Anyway, Sigmund Brouwer and Hank Hanegraaff started their own series which is the partial-preterist answer to the Left Behind series. It's called "The Last Disciple." Instead of showing a future plot line, it is historical fiction as what John was talking about took place during the decade or so before the fall of the Temple in 70 AD. The wrote the first two books and then took a break to write "Fuse of Armageddon." Fuse is a tomorrow sort of book where you get the idea that the lead up to the climax of the book is taking place right now. In novel form, it shows what could happen if dispensational eschatologists took their beliefs to ultimate fruition and tried to bring about Armageddon by sacrificing a red heifer and cleansing the temple mount with its ashes. It shows what could happen if radical christian Zionists get their hands on the controls.

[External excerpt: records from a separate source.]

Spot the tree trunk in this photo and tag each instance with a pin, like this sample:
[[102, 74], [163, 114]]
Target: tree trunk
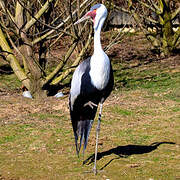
[[167, 29]]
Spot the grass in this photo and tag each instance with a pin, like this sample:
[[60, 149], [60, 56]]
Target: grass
[[139, 136]]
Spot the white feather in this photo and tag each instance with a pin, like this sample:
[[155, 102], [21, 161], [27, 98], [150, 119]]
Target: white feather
[[100, 70]]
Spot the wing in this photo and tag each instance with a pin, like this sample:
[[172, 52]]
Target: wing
[[81, 92]]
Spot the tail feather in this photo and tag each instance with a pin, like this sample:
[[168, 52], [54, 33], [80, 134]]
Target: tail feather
[[82, 130]]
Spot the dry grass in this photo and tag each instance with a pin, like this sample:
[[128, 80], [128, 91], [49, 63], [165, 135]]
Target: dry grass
[[139, 136]]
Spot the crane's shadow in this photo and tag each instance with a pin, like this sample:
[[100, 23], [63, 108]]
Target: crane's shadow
[[125, 151]]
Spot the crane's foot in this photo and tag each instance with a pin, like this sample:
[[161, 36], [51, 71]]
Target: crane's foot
[[91, 104]]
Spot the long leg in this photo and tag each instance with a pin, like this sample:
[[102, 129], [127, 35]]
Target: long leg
[[97, 136]]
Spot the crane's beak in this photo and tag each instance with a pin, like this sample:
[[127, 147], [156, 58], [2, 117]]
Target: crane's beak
[[85, 17]]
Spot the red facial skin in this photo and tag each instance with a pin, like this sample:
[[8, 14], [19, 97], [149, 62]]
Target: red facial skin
[[92, 14]]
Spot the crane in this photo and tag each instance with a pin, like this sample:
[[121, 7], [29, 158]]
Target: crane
[[91, 84]]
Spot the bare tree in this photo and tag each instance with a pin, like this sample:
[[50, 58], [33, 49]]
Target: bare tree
[[155, 18], [29, 30]]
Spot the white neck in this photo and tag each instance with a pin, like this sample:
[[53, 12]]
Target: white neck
[[97, 37], [100, 64]]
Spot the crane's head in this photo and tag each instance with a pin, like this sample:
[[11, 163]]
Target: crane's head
[[96, 13]]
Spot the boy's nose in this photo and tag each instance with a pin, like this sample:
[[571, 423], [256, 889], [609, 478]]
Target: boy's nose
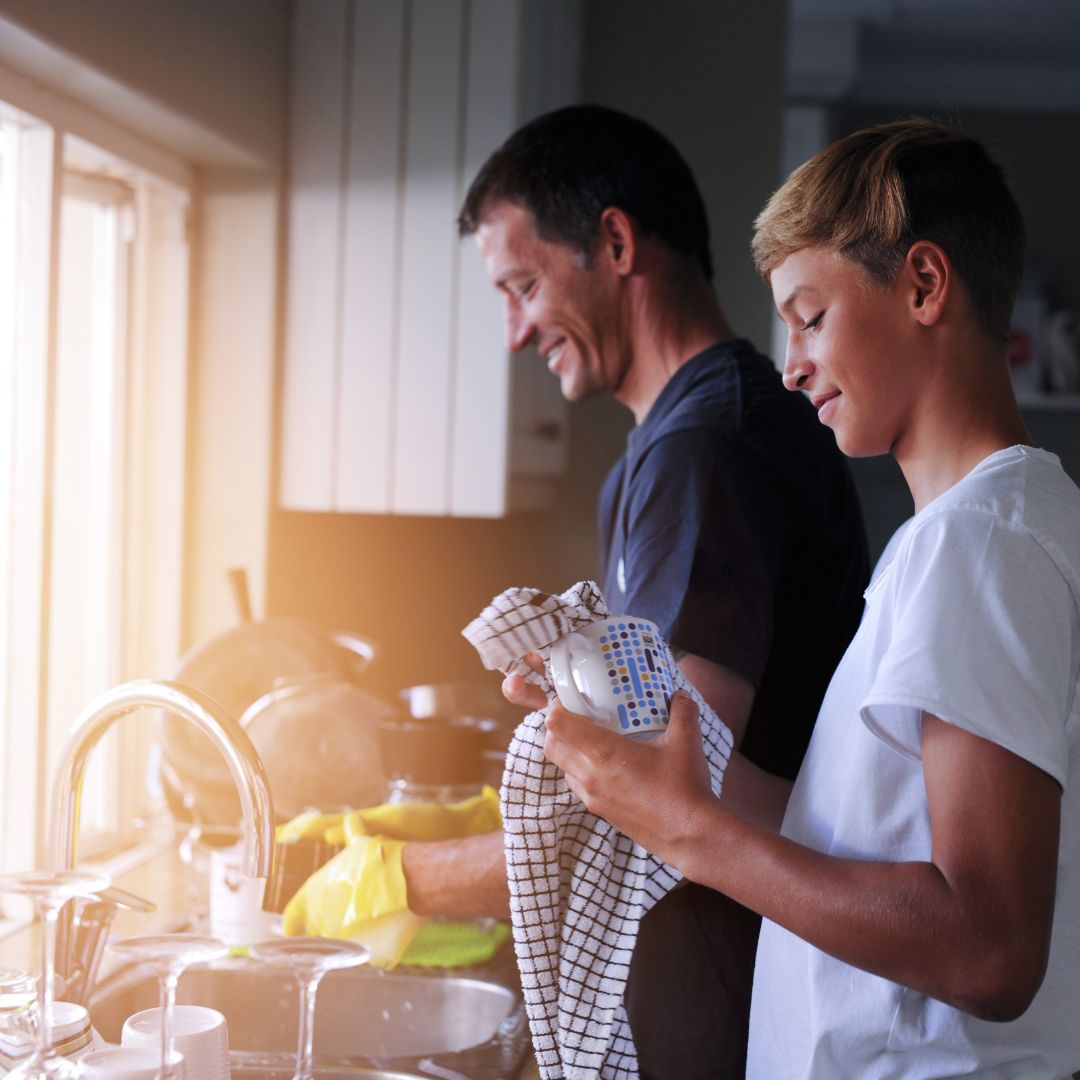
[[797, 370]]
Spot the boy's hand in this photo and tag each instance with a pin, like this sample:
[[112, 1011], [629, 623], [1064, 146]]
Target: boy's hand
[[522, 693], [650, 791]]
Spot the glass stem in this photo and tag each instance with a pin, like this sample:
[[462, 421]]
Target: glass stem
[[169, 982], [49, 912], [309, 986]]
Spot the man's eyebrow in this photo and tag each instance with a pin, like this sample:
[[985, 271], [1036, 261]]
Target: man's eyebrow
[[509, 275]]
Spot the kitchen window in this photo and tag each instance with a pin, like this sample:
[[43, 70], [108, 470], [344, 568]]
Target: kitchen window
[[94, 256]]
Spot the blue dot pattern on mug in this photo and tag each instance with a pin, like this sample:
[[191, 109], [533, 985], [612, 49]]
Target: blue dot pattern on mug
[[638, 673]]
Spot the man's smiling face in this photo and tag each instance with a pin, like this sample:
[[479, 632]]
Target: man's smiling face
[[567, 309]]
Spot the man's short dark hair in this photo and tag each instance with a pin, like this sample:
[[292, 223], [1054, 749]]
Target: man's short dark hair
[[567, 166]]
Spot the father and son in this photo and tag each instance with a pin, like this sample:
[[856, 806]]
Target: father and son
[[886, 885]]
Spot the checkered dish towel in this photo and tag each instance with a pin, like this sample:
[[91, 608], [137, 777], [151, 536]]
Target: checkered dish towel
[[578, 887]]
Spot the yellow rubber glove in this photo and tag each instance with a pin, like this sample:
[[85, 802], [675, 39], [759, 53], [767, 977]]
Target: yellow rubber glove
[[359, 894], [309, 825], [421, 821]]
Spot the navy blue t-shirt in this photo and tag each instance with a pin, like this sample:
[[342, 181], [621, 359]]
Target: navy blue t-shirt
[[732, 523]]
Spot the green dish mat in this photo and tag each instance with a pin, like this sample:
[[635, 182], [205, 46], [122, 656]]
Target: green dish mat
[[450, 944]]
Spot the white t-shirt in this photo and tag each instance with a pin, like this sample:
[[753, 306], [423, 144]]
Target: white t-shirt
[[973, 615]]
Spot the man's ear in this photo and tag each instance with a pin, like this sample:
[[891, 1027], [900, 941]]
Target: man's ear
[[928, 272], [618, 240]]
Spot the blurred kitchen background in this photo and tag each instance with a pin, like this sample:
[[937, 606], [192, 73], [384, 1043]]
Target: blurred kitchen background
[[238, 329]]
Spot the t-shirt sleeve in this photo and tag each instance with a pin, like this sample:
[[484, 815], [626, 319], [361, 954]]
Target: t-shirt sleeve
[[983, 637], [699, 559]]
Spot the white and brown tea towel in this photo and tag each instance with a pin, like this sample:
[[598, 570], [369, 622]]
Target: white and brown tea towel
[[578, 887]]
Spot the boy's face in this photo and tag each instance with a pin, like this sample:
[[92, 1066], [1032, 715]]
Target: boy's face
[[553, 300], [847, 348]]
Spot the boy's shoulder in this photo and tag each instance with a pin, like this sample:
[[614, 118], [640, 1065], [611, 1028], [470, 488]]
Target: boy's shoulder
[[1021, 493]]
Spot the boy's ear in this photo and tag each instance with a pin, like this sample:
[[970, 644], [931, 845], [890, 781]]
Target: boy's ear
[[618, 240], [928, 271]]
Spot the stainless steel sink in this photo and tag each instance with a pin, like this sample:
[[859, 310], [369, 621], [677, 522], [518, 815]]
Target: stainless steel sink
[[368, 1023]]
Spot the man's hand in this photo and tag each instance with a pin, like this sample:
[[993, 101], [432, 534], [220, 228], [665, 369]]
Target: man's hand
[[650, 791]]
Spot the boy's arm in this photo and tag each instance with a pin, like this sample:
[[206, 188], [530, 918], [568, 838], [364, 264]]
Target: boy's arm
[[970, 927]]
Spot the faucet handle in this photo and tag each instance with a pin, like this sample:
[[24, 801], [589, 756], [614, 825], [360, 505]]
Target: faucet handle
[[90, 929], [125, 900]]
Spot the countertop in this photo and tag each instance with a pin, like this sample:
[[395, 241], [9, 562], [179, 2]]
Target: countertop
[[176, 890]]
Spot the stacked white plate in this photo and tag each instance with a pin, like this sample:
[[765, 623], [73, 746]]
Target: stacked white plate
[[199, 1034], [125, 1063]]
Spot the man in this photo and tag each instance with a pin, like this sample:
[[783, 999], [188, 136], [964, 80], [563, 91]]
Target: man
[[919, 882], [730, 521]]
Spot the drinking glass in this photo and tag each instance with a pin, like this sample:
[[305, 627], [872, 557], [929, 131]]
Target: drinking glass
[[309, 959], [50, 890], [170, 956], [18, 995]]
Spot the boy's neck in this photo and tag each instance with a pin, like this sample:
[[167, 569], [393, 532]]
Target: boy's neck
[[964, 416]]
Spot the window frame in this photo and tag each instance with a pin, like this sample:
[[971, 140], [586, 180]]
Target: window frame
[[57, 134]]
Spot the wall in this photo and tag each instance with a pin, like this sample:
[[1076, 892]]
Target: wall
[[210, 76], [709, 76], [1040, 152]]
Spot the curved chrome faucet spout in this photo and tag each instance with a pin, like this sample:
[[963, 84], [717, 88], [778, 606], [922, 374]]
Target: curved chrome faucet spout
[[75, 958], [208, 716]]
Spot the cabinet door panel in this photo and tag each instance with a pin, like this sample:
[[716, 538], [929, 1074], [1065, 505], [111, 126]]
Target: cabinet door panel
[[429, 260], [314, 239], [370, 265], [478, 463]]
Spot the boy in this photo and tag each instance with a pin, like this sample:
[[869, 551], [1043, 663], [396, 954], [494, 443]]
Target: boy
[[919, 880]]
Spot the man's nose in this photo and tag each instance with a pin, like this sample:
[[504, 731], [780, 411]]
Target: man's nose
[[520, 327], [797, 368]]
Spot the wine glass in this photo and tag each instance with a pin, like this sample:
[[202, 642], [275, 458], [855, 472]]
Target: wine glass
[[309, 959], [50, 891], [170, 955]]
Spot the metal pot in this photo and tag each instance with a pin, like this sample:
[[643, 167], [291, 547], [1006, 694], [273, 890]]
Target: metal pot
[[238, 669]]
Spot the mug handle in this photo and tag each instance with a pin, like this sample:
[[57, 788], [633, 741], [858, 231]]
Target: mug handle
[[561, 663]]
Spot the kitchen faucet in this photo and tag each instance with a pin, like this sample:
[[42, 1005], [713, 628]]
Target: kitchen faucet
[[77, 952]]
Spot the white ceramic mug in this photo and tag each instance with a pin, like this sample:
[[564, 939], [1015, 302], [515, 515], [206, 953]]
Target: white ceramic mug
[[200, 1034], [618, 672]]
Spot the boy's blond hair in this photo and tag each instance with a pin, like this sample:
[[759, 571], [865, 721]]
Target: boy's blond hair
[[872, 194]]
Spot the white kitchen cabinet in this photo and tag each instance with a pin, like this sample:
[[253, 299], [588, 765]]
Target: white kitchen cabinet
[[399, 393]]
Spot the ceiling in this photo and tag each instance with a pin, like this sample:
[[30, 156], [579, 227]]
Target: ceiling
[[1023, 54]]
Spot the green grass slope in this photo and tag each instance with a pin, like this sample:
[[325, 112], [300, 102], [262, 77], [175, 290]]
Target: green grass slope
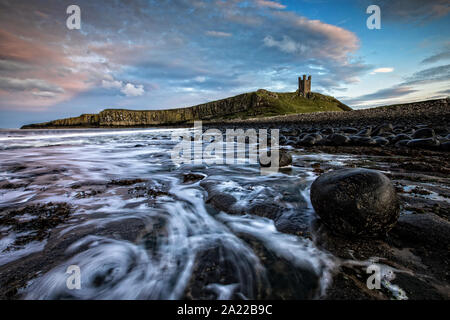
[[275, 103]]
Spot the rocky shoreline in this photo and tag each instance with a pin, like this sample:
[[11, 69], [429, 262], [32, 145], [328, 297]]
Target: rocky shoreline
[[408, 144]]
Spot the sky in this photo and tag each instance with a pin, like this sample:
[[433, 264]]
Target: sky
[[150, 54]]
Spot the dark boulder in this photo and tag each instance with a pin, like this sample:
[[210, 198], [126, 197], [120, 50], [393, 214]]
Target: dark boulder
[[380, 141], [386, 127], [284, 160], [309, 140], [424, 133], [356, 202], [337, 139], [423, 143], [401, 136], [445, 146]]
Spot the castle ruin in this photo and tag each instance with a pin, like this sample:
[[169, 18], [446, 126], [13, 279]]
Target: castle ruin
[[304, 86]]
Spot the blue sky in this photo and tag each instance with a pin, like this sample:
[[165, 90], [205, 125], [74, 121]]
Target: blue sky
[[146, 54]]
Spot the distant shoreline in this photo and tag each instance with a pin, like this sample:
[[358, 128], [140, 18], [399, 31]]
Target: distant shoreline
[[436, 112]]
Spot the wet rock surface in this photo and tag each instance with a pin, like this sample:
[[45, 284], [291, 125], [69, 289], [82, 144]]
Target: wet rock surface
[[233, 233], [356, 202]]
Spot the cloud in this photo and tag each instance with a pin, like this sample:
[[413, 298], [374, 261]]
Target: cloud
[[128, 89], [131, 90], [112, 84], [270, 4], [286, 44], [218, 34], [13, 84], [157, 51], [383, 94], [382, 70], [10, 65], [430, 75], [444, 55], [412, 11]]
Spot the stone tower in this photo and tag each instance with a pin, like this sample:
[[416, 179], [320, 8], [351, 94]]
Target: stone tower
[[304, 86]]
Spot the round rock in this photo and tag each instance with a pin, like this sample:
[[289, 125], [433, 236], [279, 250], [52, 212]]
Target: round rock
[[356, 202]]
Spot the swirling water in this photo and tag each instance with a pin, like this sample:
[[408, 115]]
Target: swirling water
[[131, 242]]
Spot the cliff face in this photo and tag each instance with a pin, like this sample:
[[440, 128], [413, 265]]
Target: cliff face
[[243, 106]]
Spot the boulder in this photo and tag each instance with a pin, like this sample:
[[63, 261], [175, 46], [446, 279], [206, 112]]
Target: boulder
[[337, 139], [284, 160], [424, 133], [356, 202]]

Mr. Brouwer as the novelist is the analog to Jerry Jenkins, the novelist of the LB series, and Mr. Hanegraaff is the theologian behind the story the same as Tim LaHaye. The prime difference is, Brouwer and Hanegraaff write things that could actually happen. Their characters say things people would actually say and they do things people might actually do. Their characters are smart and there's no spiritual heeby jeeby nonsense going on to finagle things in to fitting the biblical narrative counter to the way real people actually do things.
In all my exploration of theology and eschatology, the partial preterist viewpoint is the only one that has ever made sense to me. And it doesn't rely on doing grammatical douchebaggery to make everything fit together like a jigsaw puzzle of a beautiful sunset which ends up being a mustard stain on a pair of mechanic's overalls. It fits together and it makes sense and all you have to do is take the literal things literally and the apocalyptic things apocalyptically. Also throw in a bit of 'tradition is slightly mistaken about when certain things happened.' I'm always a sucker for getting rid of outmoded traditions. It works because it makes sense for real people who said these things, who heard these things, and who did these things.
Being told that Armageddon was going to happen in 1997 is tantamount to child abuse in my view. Hope you had a better childhood. That's all I got to say about that.
The only trouble I have with this book is something that was a terrible aspect of the Left Behind series, portraying the other side. How do you write dialog for an argument for which one side is your side? When should the opposing side be left dumbfounded? How weak should the opposing side's arguments be? The Left Behind series portrayed the other side exactly as they saw the other side, the trouble is, that's not how the other side is. Brouwer and Hanegraaff do a much better job as far as I can see it, but it's still not perfect. What is perfect? I don't know. I'm on their side. I've never believed the stuff on the other side. Sometimes you genuinely try to show what the other side believes, and sometimes you're just pushing propaganda. Walk that line. These guys don't push the agenda too hard, it's just part of the facts of the story. In the end, the televangelist doesn't just magically switch sides on the issue, he thoughtfully admits that maybe his view isn't the only one, and that's something enlightenment does to real people.
Overall, I enjoyed this book. I love the way Brouwer interweaves his plot lines, telling each story in little snippets and moving back and forth between them right at the most suspenseful moments. I read this book pretty rapidly and would have read it faster had I had more time. I give it 9/10, for the message and for the story.
I will be reading the next book in the Last Disciple series, it's coming out later this year and will be called "The Last Temple."